After Voulgaris, Korais was certainly the most learned and possibly the most thoughtful of the leaders of the Greek Enlightenment, and he was far more liberal than his eminent predecessor. Confronted with opposition at home, Voulgaris ultimately took refuge with the Russians and with a monarch he considered, not without reason, enlightened. But once he was out of his own country, his influence collapsed. Korais provides an instructive contrast because he spent most of his creative years abroad, watching firsthand the liberal ideas he espoused, first as they were being put into practice in France and then as they were subsequently subverted. Yet he continued to aspire to lead the Enlightenment in Greece through a steady stream of influential publications.
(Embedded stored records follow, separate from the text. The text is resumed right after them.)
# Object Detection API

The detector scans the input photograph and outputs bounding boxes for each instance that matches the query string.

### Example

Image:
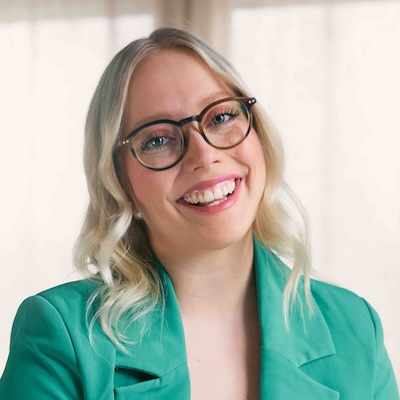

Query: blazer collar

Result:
[254,240,339,400]
[115,268,187,377]
[113,240,339,400]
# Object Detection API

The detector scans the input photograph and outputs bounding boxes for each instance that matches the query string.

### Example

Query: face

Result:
[122,50,266,256]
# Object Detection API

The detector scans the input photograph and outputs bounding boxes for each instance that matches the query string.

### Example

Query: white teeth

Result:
[184,179,236,205]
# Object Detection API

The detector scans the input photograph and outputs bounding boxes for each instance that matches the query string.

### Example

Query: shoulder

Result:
[35,280,100,310]
[311,280,383,351]
[311,279,371,320]
[12,280,99,338]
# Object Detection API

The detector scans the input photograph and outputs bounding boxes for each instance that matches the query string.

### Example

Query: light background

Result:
[0,0,400,381]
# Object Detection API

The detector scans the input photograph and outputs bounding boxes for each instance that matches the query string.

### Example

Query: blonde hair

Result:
[75,28,310,346]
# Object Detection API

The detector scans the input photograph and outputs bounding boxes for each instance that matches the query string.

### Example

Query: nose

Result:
[182,123,222,171]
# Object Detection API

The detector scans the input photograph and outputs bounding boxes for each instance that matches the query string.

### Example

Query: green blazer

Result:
[0,242,399,400]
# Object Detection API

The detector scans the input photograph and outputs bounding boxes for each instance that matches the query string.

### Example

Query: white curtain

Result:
[229,0,400,382]
[0,0,400,381]
[0,0,157,370]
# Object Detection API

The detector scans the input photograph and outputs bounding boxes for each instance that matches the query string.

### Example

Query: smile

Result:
[183,179,236,206]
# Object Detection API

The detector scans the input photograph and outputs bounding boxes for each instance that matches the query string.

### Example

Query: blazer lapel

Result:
[111,272,190,400]
[254,241,339,400]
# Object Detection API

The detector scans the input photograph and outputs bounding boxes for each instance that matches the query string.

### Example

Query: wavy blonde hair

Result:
[75,28,310,346]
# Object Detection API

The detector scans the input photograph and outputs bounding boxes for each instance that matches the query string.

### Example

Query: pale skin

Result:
[122,50,266,400]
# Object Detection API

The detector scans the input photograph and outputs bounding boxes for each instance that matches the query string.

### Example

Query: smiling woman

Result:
[0,29,398,400]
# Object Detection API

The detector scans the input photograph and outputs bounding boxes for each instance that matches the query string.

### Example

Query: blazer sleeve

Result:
[366,302,399,400]
[0,296,83,400]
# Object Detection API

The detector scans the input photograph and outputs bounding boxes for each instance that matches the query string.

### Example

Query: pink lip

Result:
[178,174,241,201]
[177,175,242,215]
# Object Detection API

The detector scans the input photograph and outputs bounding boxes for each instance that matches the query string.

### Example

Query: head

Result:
[76,28,310,344]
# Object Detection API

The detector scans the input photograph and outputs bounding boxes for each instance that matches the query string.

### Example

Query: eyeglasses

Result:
[118,97,256,171]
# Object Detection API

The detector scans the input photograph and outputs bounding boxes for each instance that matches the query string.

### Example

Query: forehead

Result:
[125,50,234,128]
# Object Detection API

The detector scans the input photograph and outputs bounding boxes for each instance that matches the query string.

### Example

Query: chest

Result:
[186,318,260,400]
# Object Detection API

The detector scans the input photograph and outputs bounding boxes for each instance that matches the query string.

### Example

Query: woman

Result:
[0,29,398,400]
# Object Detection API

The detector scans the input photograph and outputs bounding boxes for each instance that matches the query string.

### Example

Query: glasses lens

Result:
[131,124,183,169]
[201,100,250,148]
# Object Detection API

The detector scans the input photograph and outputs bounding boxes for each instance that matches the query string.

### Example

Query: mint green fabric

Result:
[0,242,399,400]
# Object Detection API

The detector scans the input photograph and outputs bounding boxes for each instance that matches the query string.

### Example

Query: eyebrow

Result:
[127,90,235,132]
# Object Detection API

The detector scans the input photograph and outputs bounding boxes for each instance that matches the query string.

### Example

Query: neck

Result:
[153,233,257,319]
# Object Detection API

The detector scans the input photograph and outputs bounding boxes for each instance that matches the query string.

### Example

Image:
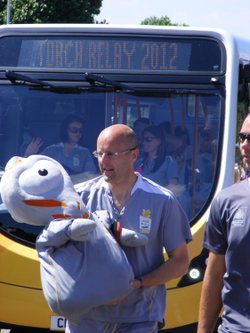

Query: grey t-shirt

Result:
[78,174,192,323]
[204,180,250,333]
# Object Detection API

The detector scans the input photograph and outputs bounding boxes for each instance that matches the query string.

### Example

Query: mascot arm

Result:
[36,218,96,248]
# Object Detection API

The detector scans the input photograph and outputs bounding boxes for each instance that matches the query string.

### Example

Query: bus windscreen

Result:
[0,35,224,74]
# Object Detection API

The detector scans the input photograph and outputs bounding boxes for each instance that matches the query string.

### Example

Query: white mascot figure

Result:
[0,155,147,323]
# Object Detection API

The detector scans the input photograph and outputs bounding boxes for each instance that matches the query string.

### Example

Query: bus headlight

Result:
[178,249,208,287]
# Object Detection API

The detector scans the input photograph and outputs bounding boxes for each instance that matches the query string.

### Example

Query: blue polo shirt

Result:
[77,174,192,323]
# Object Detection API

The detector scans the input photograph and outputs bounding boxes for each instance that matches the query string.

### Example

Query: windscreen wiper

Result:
[5,70,55,88]
[84,73,135,93]
[5,70,82,94]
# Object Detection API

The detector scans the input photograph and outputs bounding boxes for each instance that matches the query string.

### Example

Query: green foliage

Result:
[141,16,187,26]
[0,0,102,24]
Korais’s career furnishes an impressive precedent for other exiles, who have tried, occasionally with success, to change the course of government in their native lands. In recent times the dramatic role of the Ayatollah Khomeini in overthrowing the Shah of Iran and establishing a theocracy was played out in France with the help of tape recordings, which replaced the pamphlets of earlier revolutionaries. The current role of Fethullah Gülen in challenging, from his residence in Pennyslvania, the rule of Recep Erdoğan in Turkey is comparable but more technologically sophisticated than Khomeini’s, although the outcome is still far from clear.
Kitromilides’s admirable account of the Greek Enlightenment shows that revolutionary ideas can make their way into a culture for which they were not originally designed. It seemed almost inevitable that the nation that launched the idea of democracy would be receptive to the revolutionary republicanism of the European Enlightenment. The French Revolution set an example, until it devolved into tyranny; and the American Revolution set another example that had greater staying power because it tried to accomplish less. The Greek revolution dissolved almost as quickly as the French, but it is good to be reminded of the selfless patriots who made it happen, and of the intermittent power of ideas. Kitromilides’s story may not be “the making of modern Greece,” but perhaps it is the genius and the curse of the Greeks, from antiquity to the present, to light a torch for the world and then to let it go out.